Main building of Hiroshima Peace Memorial Museum reopens with new exhibits that vividly convey day of A-bombing

(by Kanako Noda, Staff Writer)

The main building of the Hiroshima Peace Memorial Museum, located in Naka Ward, reopened on April 25 after undergoing full-scale renovations. The refurbished exhibits now focus on approximately 300 authentic artifacts that include items which once belonged to A-bomb victims and convey more vividly what actually happened in Hiroshima on August 6, 1945, the day of the atomic bombing. The latest renovations are the museum’s third major renovation project since the facility first opened in 1955. For its reopening, the museum welcomed many visitors from in and out of Japan, including Hiroshima citizens.

During a ceremony held in the museum’s east building, Hiroshima Mayor Kazumi Matsui made a speech and said, “The museum will now be able to play a bigger and more important role in helping the people of Hiroshima realize their wish to create a more peaceful nuclear-free world as a common value of a civil society.” He then snipped the opening tape with Takuo Takigawa, the museum director.

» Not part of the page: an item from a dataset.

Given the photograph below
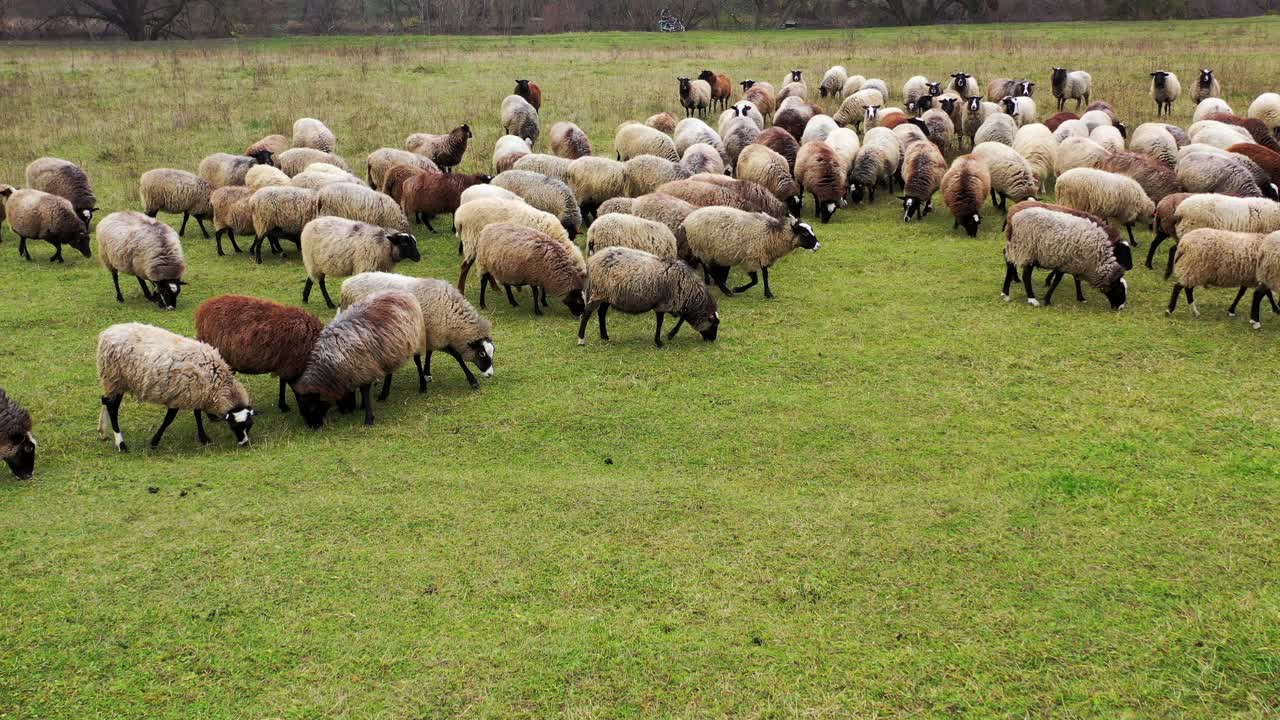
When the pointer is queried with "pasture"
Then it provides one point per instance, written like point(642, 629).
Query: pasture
point(882, 493)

The newly renovated main building opened at 8:30 a.m. Children, students, and families could be seen gazing intently at the exhibits with some wiping away tears after being moved by the exhibits which convey the suffering experienced by the A-bomb victims and the deep sorrow and grief felt by parents who lost their children to the atomic bomb.

The exhibition space in the main building is grouped into four sections that include “Devastation on August 6,” a section in which visitors are able to imagine the catastrophic conditions in the city after the bombing, and “Cries of the Soul,” which makes use of photos of A-bomb victims and their personal possessions to help visitors grasp the pain and suffering experienced by the victims and their bereaved family members. In all, the main building is displaying 538 artifacts, photos, and A-bomb drawings created by survivors, including 305 authentic artifacts (six of which are replicas of original items).

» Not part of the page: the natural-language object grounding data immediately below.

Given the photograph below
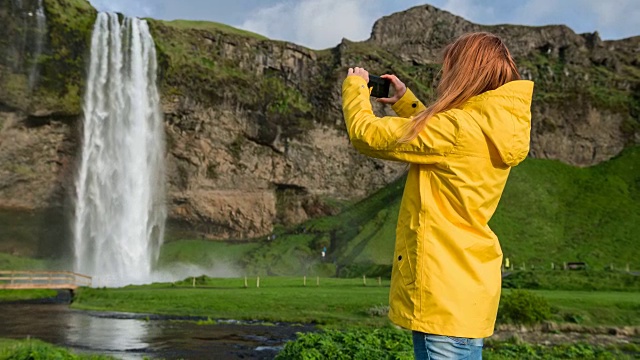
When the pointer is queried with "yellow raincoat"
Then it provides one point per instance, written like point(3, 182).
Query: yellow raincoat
point(446, 270)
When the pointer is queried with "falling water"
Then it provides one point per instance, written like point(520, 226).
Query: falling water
point(119, 211)
point(41, 23)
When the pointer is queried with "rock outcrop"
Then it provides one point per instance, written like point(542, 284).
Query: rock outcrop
point(254, 128)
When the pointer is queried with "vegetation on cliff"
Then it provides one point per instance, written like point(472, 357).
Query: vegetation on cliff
point(550, 213)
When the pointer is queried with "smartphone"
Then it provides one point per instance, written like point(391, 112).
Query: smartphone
point(380, 86)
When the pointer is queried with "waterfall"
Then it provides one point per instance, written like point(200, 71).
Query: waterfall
point(119, 210)
point(41, 24)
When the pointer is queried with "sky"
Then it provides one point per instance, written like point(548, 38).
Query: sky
point(320, 24)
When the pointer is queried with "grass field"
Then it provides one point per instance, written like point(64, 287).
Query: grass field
point(336, 302)
point(550, 212)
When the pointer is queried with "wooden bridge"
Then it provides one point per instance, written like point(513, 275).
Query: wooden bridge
point(42, 280)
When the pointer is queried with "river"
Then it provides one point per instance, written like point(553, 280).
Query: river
point(134, 336)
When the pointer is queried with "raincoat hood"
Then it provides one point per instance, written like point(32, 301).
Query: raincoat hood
point(504, 115)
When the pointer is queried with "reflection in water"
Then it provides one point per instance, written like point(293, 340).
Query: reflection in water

Because the A-bomb survivors are growing old, and it is becoming more and more challenging to pass on their experiences of the atomic bombing, the renovated museum presents exhibits that can appeal to the senses of visitors and convey the devastation caused by the atomic bomb and the inhumane nature of nuclear weapons. As a result of these renovations to the museum, visitors will be better able to understand the “Reality of the Atomic Bombing” in the main building and learn about the “Dangers of Nuclear Weapons” as well as “Hiroshima History,” featuring the reconstruction of the war-torn city and its current peace activities, in the east building.


Hiroshima Peace Memorial Museum
The museum’s main building opened in 1955 and the east building opened in 1994. In March 2014, the City of Hiroshima began full-scale renovations of the main building, an important national cultural property, in order to make it earthquake resistant and have the museum as a whole be able to convey the devastation caused by the atomic bombing and the inhumane nature of nuclear weapons in a way that would be easier to grasp. The east building was closed in September of that year to renovate the exhibition space and subsequently reopened in April 2017. At the same time, the main building was closed for interior renovations and earthquake resistance work. The work to fortify the main building against earthquakes is scheduled to be completed by the end of fiscal 2019. The entire project is expected to cost 7 billion 35 million yen. In fiscal 2018, the number of visitors to the Peace Memorial Museum totaled 1,522,453. Of this total, there were 434,838 international visitors, marking an all-time high. The number of international visitors has been increasing, year by year, over the past six years.